Mr Shepherd said the project was ‘‘by far’’ the biggest public-private partnership (PPP) in the world since the global financial crisis began.
Yet with the ultimate risk carried by the Government, Monash University expert Dr Graeme Hodge questioned whether it should be called a PPP at all.
‘‘Having a background government guarantee puts a new label on the project. Is this a public-private partnership for infrastructure or is it an industry support mechanism, a donation to the construction sector?’’ Dr Hodge said.
The Nationals leader and member for Gippsland South, Peter Ryan, said underwriting the project ‘‘defeats the basic purpose of having a PPP’’.
Under the deal announced yesterday, the Government has committed to making fixed, periodical payments to the private operators, even in times when no water is required.
The Government is also bound by a water use fee, which rises and falls depending on how much water is supplied.
While it has retained the right to order no water in a given year, the Government will still have to pay a fixed, periodic payment for the 30 years of the contract. More details of how much those fees will cost Victorians are expected to be released in September.
The contract forbids the private operators from selling water to anyone other than government-run water authorities.
Water Minister Tim Holding would not say what dam levels would be required for the Government to stop ordering water from the plant.

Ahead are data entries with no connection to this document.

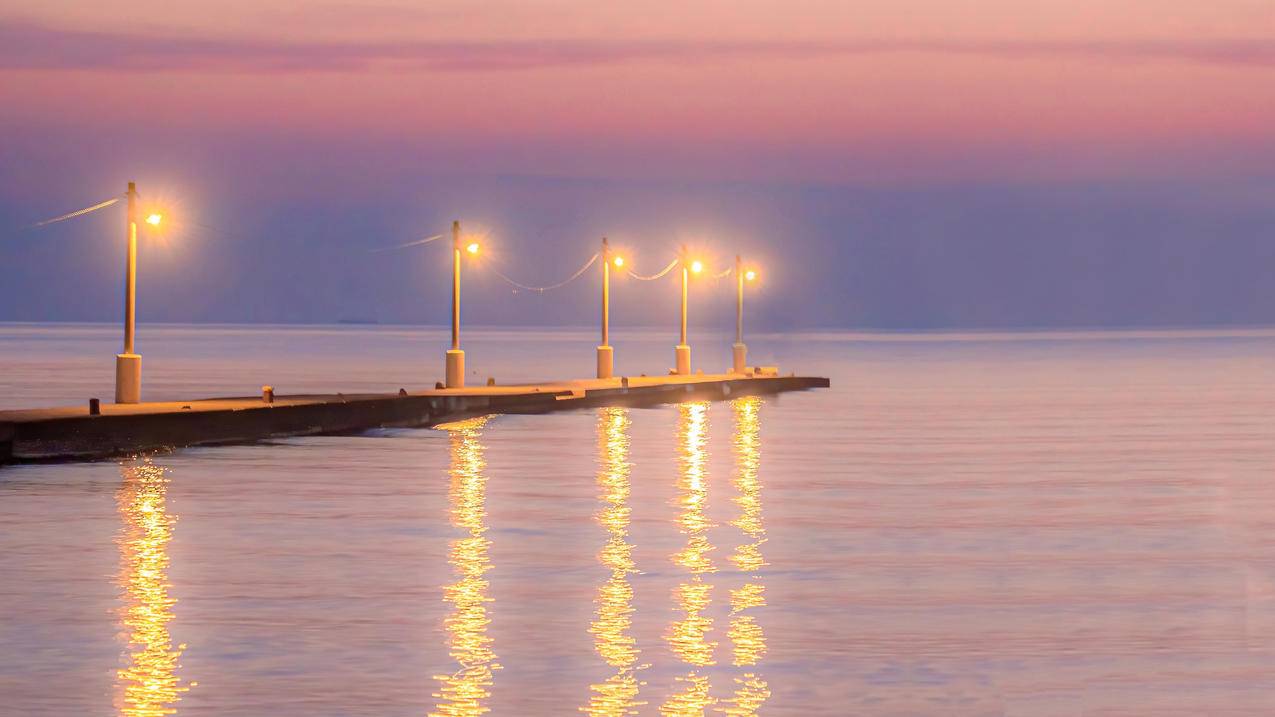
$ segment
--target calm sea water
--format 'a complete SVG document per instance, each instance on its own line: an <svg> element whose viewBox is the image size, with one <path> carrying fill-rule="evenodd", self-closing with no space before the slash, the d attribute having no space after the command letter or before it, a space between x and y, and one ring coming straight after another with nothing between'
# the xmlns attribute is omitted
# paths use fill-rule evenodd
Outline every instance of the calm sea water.
<svg viewBox="0 0 1275 717"><path fill-rule="evenodd" d="M465 338L477 379L592 367ZM109 397L117 342L0 326L0 407ZM153 399L428 386L444 345L139 332ZM1275 333L750 346L833 388L2 468L0 713L1271 712Z"/></svg>

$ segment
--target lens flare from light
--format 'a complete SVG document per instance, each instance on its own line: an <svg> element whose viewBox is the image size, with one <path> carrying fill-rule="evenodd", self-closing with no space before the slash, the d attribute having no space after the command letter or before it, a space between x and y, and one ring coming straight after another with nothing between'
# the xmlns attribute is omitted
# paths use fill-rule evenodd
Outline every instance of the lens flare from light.
<svg viewBox="0 0 1275 717"><path fill-rule="evenodd" d="M150 216L146 217L146 223L147 223L147 224L149 224L149 225L151 225L151 226L153 226L153 227L157 227L157 226L159 226L159 223L160 223L160 222L162 222L162 221L164 221L164 215L163 215L163 214L152 214L152 215L150 215Z"/></svg>
<svg viewBox="0 0 1275 717"><path fill-rule="evenodd" d="M752 281L753 279L756 279L756 278L757 278L757 272L753 271L752 269L749 269L748 271L744 272L745 281Z"/></svg>
<svg viewBox="0 0 1275 717"><path fill-rule="evenodd" d="M469 252L470 254L477 254L478 242L470 242L469 246L465 247L465 251Z"/></svg>
<svg viewBox="0 0 1275 717"><path fill-rule="evenodd" d="M695 261L691 262L691 273L692 273L692 274L698 274L698 273L700 273L701 271L704 271L704 262L702 262L702 261L700 261L700 260L698 260L698 259L696 259Z"/></svg>
<svg viewBox="0 0 1275 717"><path fill-rule="evenodd" d="M611 263L612 263L612 264L615 264L616 268L620 268L620 267L624 266L624 257L622 257L622 256L617 256L616 258L614 258L614 259L612 259L612 260L611 260Z"/></svg>

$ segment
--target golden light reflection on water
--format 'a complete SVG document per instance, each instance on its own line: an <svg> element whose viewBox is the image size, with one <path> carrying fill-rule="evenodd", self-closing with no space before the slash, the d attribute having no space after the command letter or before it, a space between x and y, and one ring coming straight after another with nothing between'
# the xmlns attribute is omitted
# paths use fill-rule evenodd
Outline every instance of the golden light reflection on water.
<svg viewBox="0 0 1275 717"><path fill-rule="evenodd" d="M766 604L766 588L760 571L766 565L761 546L766 542L762 523L761 482L757 469L761 463L762 400L745 396L731 402L735 415L735 497L739 517L731 525L744 533L745 541L731 555L731 562L749 574L749 581L730 594L730 628L727 635L732 645L733 663L737 667L756 667L766 655L766 635L750 611ZM735 694L724 700L721 712L744 717L754 715L770 697L770 687L755 672L735 678Z"/></svg>
<svg viewBox="0 0 1275 717"><path fill-rule="evenodd" d="M487 556L491 541L485 536L487 478L481 442L486 422L487 418L481 417L438 426L451 433L451 522L469 534L451 542L448 560L457 580L443 589L444 599L452 604L443 627L448 651L459 667L450 675L434 676L440 683L439 691L434 693L439 703L430 715L468 717L490 711L486 700L491 696L492 672L500 669L487 634L491 622L487 603L491 598L487 597L487 580L483 577L491 569Z"/></svg>
<svg viewBox="0 0 1275 717"><path fill-rule="evenodd" d="M124 528L120 550L121 612L128 633L128 667L117 672L119 713L155 717L177 712L183 685L177 676L185 645L173 646L168 623L177 600L168 594L168 542L177 517L166 506L168 477L149 460L121 464L123 483L116 495Z"/></svg>
<svg viewBox="0 0 1275 717"><path fill-rule="evenodd" d="M615 673L590 686L589 704L580 711L614 717L637 714L646 704L637 699L644 682L637 679L639 650L629 634L633 625L633 586L629 574L637 572L629 535L629 412L624 408L598 411L598 489L602 509L597 521L607 531L607 542L598 561L611 571L598 588L597 611L589 632L594 648Z"/></svg>
<svg viewBox="0 0 1275 717"><path fill-rule="evenodd" d="M708 404L683 403L678 406L678 528L686 535L686 547L672 556L673 563L685 568L690 579L673 591L673 601L682 612L665 633L665 640L679 659L692 667L673 694L660 705L660 714L702 715L714 703L707 675L694 668L714 664L717 643L707 639L713 628L712 618L703 614L712 602L713 586L704 582L704 574L716 570L709 553L708 540L712 527L705 509L708 505Z"/></svg>

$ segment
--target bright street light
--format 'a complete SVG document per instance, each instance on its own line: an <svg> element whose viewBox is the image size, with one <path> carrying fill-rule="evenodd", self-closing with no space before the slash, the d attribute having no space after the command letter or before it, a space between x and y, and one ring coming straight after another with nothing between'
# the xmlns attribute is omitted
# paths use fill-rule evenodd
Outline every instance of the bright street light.
<svg viewBox="0 0 1275 717"><path fill-rule="evenodd" d="M611 260L611 263L615 264L615 267L619 269L624 266L624 257L617 256L616 258Z"/></svg>
<svg viewBox="0 0 1275 717"><path fill-rule="evenodd" d="M465 251L469 252L470 254L477 254L478 242L470 242L469 246L465 247Z"/></svg>
<svg viewBox="0 0 1275 717"><path fill-rule="evenodd" d="M704 262L702 262L702 261L700 261L700 260L698 260L698 259L696 259L695 261L691 262L691 273L692 273L692 274L698 274L698 273L700 273L701 271L704 271Z"/></svg>
<svg viewBox="0 0 1275 717"><path fill-rule="evenodd" d="M756 279L756 278L757 278L757 272L753 271L752 269L749 269L748 271L744 272L744 279L746 281L752 281L753 279Z"/></svg>
<svg viewBox="0 0 1275 717"><path fill-rule="evenodd" d="M152 214L146 217L146 223L153 227L159 226L159 223L163 220L164 220L163 214Z"/></svg>

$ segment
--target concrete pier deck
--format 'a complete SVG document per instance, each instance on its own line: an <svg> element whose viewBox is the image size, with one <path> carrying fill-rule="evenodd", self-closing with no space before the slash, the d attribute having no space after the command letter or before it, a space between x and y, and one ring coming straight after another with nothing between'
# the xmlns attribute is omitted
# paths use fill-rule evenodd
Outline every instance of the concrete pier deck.
<svg viewBox="0 0 1275 717"><path fill-rule="evenodd" d="M511 386L414 391L210 398L0 411L0 465L94 460L183 446L251 443L268 438L422 427L489 413L546 413L594 406L682 401L827 388L808 376L693 376L582 379Z"/></svg>

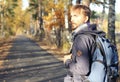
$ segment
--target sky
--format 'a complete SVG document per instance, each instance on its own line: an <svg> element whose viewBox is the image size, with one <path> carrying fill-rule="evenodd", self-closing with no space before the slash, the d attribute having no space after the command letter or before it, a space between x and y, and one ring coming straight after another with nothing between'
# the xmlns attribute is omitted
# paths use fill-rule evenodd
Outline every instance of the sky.
<svg viewBox="0 0 120 82"><path fill-rule="evenodd" d="M73 4L75 4L75 2L76 2L76 0L73 0ZM102 6L90 5L90 9L95 10L97 12L101 12L102 11ZM115 11L116 11L116 13L120 13L120 1L119 0L116 0ZM108 12L108 9L106 9L106 12Z"/></svg>
<svg viewBox="0 0 120 82"><path fill-rule="evenodd" d="M28 4L28 0L22 0L23 4L22 4L22 9L25 10L29 4Z"/></svg>
<svg viewBox="0 0 120 82"><path fill-rule="evenodd" d="M96 11L102 11L102 6L97 6L97 5L91 5L91 10L96 10ZM116 3L115 3L115 11L116 13L120 13L120 1L119 0L116 0ZM106 12L108 13L108 9L106 9Z"/></svg>
<svg viewBox="0 0 120 82"><path fill-rule="evenodd" d="M23 1L23 10L26 9L29 4L28 4L28 0L22 0ZM73 4L75 4L76 0L73 0ZM102 11L102 7L101 6L97 6L97 5L90 5L91 10L95 10L98 12ZM116 6L115 6L115 11L116 13L120 13L120 1L116 0ZM108 12L108 10L106 10L106 12Z"/></svg>

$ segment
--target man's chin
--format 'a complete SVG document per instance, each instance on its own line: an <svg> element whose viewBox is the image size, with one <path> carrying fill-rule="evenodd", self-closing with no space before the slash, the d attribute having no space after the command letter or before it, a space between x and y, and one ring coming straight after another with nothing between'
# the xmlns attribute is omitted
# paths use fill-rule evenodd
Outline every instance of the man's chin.
<svg viewBox="0 0 120 82"><path fill-rule="evenodd" d="M75 28L72 28L72 30L75 30Z"/></svg>
<svg viewBox="0 0 120 82"><path fill-rule="evenodd" d="M76 29L76 27L72 27L72 30L75 30Z"/></svg>

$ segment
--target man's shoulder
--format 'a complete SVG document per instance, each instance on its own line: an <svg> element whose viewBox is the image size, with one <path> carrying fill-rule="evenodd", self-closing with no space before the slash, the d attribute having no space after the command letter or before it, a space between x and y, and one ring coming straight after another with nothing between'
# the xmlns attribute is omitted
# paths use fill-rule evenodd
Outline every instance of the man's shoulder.
<svg viewBox="0 0 120 82"><path fill-rule="evenodd" d="M75 37L76 41L86 41L86 40L94 40L94 37L90 34L78 34Z"/></svg>

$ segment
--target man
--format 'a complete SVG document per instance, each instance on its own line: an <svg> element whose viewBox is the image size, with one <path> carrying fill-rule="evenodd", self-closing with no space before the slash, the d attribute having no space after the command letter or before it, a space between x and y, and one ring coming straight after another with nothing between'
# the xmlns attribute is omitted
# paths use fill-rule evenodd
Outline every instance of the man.
<svg viewBox="0 0 120 82"><path fill-rule="evenodd" d="M91 11L87 6L74 5L70 13L73 45L70 55L64 56L64 64L69 70L64 82L87 82L94 38L79 33L96 30L96 26L89 23Z"/></svg>

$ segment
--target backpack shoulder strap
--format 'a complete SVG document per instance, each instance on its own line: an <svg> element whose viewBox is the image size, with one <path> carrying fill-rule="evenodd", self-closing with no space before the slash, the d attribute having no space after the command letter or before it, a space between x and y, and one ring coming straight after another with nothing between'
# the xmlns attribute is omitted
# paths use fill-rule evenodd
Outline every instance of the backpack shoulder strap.
<svg viewBox="0 0 120 82"><path fill-rule="evenodd" d="M102 33L103 35L100 35L100 33ZM99 34L97 34L96 32L91 32L91 31L87 31L87 32L83 32L83 33L80 33L80 34L86 34L88 36L92 35L95 39L95 45L97 48L100 49L100 52L101 52L101 55L103 56L103 62L105 64L105 66L107 67L107 61L106 61L106 56L105 56L105 50L103 48L103 45L102 45L102 37L105 37L105 34L100 31ZM95 49L94 49L95 50ZM91 51L91 54L94 53L94 50Z"/></svg>

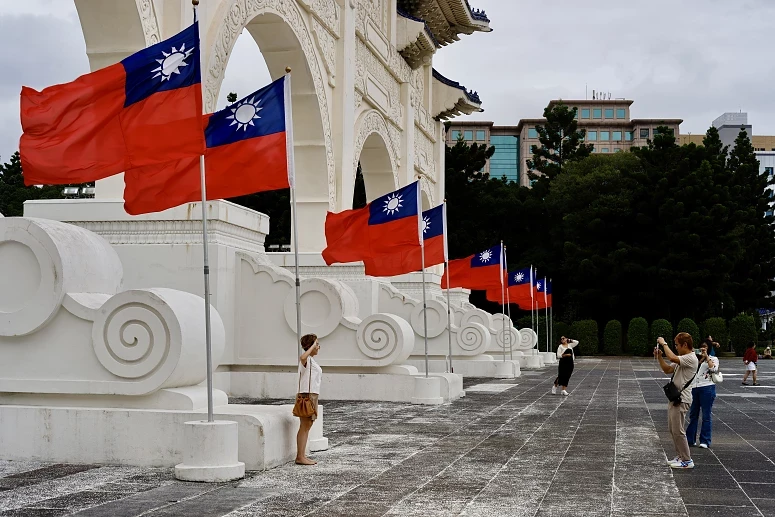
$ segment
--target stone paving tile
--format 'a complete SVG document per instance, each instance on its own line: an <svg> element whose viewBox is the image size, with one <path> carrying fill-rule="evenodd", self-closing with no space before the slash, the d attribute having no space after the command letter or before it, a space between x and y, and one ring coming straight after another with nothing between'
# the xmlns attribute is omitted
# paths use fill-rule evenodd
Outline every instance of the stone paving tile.
<svg viewBox="0 0 775 517"><path fill-rule="evenodd" d="M444 406L329 402L331 448L315 454L317 466L233 483L0 461L0 516L775 515L775 389L740 386L727 361L713 444L692 449L694 470L666 465L665 377L653 360L580 359L569 397L549 393L547 369L515 382L465 379L477 389ZM775 386L775 364L764 363L761 382Z"/></svg>

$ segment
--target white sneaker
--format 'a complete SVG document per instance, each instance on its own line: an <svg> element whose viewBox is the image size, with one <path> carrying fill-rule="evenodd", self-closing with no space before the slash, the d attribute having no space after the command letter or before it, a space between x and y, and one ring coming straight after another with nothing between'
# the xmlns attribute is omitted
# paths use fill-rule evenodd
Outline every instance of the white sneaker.
<svg viewBox="0 0 775 517"><path fill-rule="evenodd" d="M557 386L552 386L552 395L557 395Z"/></svg>
<svg viewBox="0 0 775 517"><path fill-rule="evenodd" d="M680 461L681 461L681 457L680 457L680 456L676 456L676 457L675 457L675 458L673 458L672 460L667 460L667 464L668 464L668 465L671 465L671 464L673 464L673 463L680 462Z"/></svg>
<svg viewBox="0 0 775 517"><path fill-rule="evenodd" d="M678 460L675 463L670 464L671 469L693 469L694 468L694 461L681 461Z"/></svg>
<svg viewBox="0 0 775 517"><path fill-rule="evenodd" d="M708 444L707 443L701 443L700 447L702 447L703 449L707 449L708 448Z"/></svg>
<svg viewBox="0 0 775 517"><path fill-rule="evenodd" d="M562 394L565 395L566 397L568 396L568 392L565 390L562 390Z"/></svg>

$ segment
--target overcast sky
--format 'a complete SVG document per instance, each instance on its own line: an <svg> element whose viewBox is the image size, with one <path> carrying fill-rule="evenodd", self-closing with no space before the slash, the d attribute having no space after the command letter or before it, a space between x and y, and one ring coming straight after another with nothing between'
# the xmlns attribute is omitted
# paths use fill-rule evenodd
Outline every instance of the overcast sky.
<svg viewBox="0 0 775 517"><path fill-rule="evenodd" d="M207 1L207 0L205 0ZM747 111L754 134L775 135L775 0L471 0L493 32L463 36L434 66L477 90L485 112L469 119L515 125L550 99L610 91L635 103L634 118L682 118L704 132L725 111ZM0 160L18 148L19 91L89 71L71 0L0 0ZM261 53L243 34L221 101L268 81Z"/></svg>

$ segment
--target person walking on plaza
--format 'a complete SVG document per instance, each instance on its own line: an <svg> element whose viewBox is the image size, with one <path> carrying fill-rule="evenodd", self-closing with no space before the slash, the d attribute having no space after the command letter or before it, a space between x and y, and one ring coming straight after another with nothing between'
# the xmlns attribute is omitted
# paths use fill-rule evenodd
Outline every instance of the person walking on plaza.
<svg viewBox="0 0 775 517"><path fill-rule="evenodd" d="M700 369L692 384L692 406L689 408L689 425L686 427L686 437L689 446L693 447L697 439L697 424L702 411L702 427L700 428L700 447L710 447L712 432L711 410L716 400L716 383L711 374L718 372L719 360L708 354L708 343L700 344Z"/></svg>
<svg viewBox="0 0 775 517"><path fill-rule="evenodd" d="M301 338L301 348L304 353L299 357L299 393L309 395L315 412L312 416L299 416L299 432L296 433L296 464L315 465L317 461L307 457L307 439L309 430L318 416L318 395L320 384L323 380L323 369L315 361L315 356L320 351L320 343L315 334L307 334ZM302 391L307 388L306 391Z"/></svg>
<svg viewBox="0 0 775 517"><path fill-rule="evenodd" d="M753 373L753 385L758 386L759 383L756 382L756 361L759 360L759 354L756 353L756 343L751 341L748 343L748 348L745 351L745 354L743 354L743 364L745 365L745 375L743 375L743 386L748 386L748 383L745 382L748 380L748 374Z"/></svg>
<svg viewBox="0 0 775 517"><path fill-rule="evenodd" d="M574 339L568 339L565 336L560 338L560 346L557 347L557 359L560 360L560 364L557 365L557 378L552 386L552 395L556 395L557 387L560 387L562 389L560 393L568 396L568 382L573 374L573 359L575 358L573 349L578 344L579 342Z"/></svg>
<svg viewBox="0 0 775 517"><path fill-rule="evenodd" d="M662 337L657 339L657 347L654 348L654 357L657 358L659 367L666 374L673 374L670 381L681 393L680 399L667 403L667 427L676 452L676 457L668 461L668 464L674 469L693 469L694 461L689 451L689 442L686 440L684 420L692 403L692 392L686 388L697 374L699 361L694 354L692 336L688 332L679 332L673 341L677 354L670 350L670 346ZM667 361L663 359L663 354Z"/></svg>

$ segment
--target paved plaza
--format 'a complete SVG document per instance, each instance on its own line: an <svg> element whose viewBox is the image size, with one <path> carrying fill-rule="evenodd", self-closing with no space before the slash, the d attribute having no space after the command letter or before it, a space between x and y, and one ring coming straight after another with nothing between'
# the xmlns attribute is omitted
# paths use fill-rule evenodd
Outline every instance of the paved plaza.
<svg viewBox="0 0 775 517"><path fill-rule="evenodd" d="M771 516L773 363L760 361L761 386L741 386L742 361L722 359L712 447L692 449L694 470L666 464L674 454L655 361L595 358L577 362L569 397L550 393L547 368L466 379L466 397L443 406L327 402L331 447L314 455L317 466L239 482L0 461L0 515Z"/></svg>

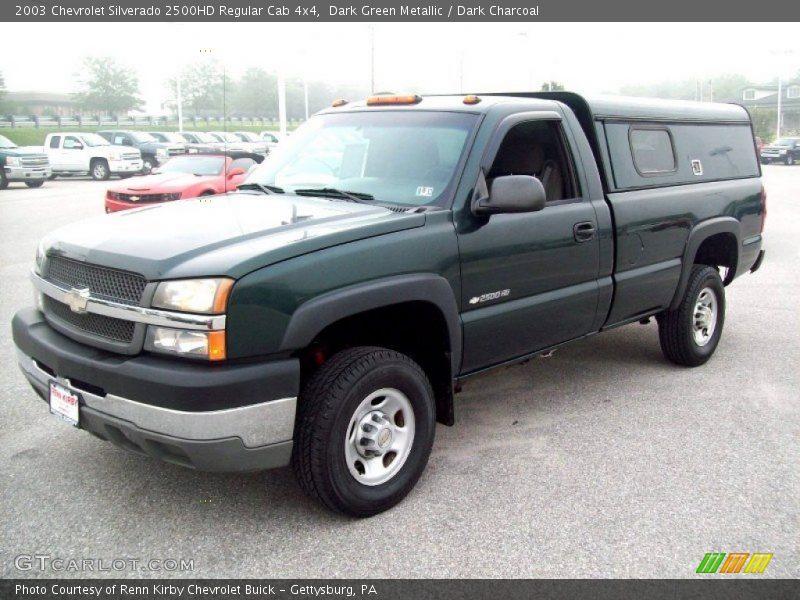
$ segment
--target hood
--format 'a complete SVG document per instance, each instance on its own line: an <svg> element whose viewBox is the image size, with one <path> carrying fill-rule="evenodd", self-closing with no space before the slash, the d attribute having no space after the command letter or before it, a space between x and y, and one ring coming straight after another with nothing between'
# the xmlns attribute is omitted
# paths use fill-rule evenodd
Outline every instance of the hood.
<svg viewBox="0 0 800 600"><path fill-rule="evenodd" d="M75 223L48 234L43 245L48 254L141 273L149 280L239 278L301 254L424 223L424 213L235 192Z"/></svg>
<svg viewBox="0 0 800 600"><path fill-rule="evenodd" d="M47 156L41 146L17 146L16 148L0 148L6 156Z"/></svg>
<svg viewBox="0 0 800 600"><path fill-rule="evenodd" d="M110 192L140 193L149 192L169 192L185 190L190 185L213 179L218 175L192 175L190 173L157 173L155 175L144 175L142 177L131 177L120 185L109 188Z"/></svg>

However, Melbourne’s water retailers have been told to expect the plant to operate at full capacity if the city’s dams are below 65 per cent on March 31 each year.
An 11-hour push from the Government for the plant’s power connections to be buried underground succeeded, with both bids abandoning the option of connecting the plant to the electricity grid with 85 kilometres of overhead power lines.
It was a massive win for local campaigners, many of whom are farmers. Around 75 per cent of public submissions to the Environmental Effects Study into the project were focused on power lines.
Despite earlier plans for a two-year, two-kilometre exclusion zone along neighbouring Williamsons Beach, Mr Brumby yesterday said the beach would now stay open.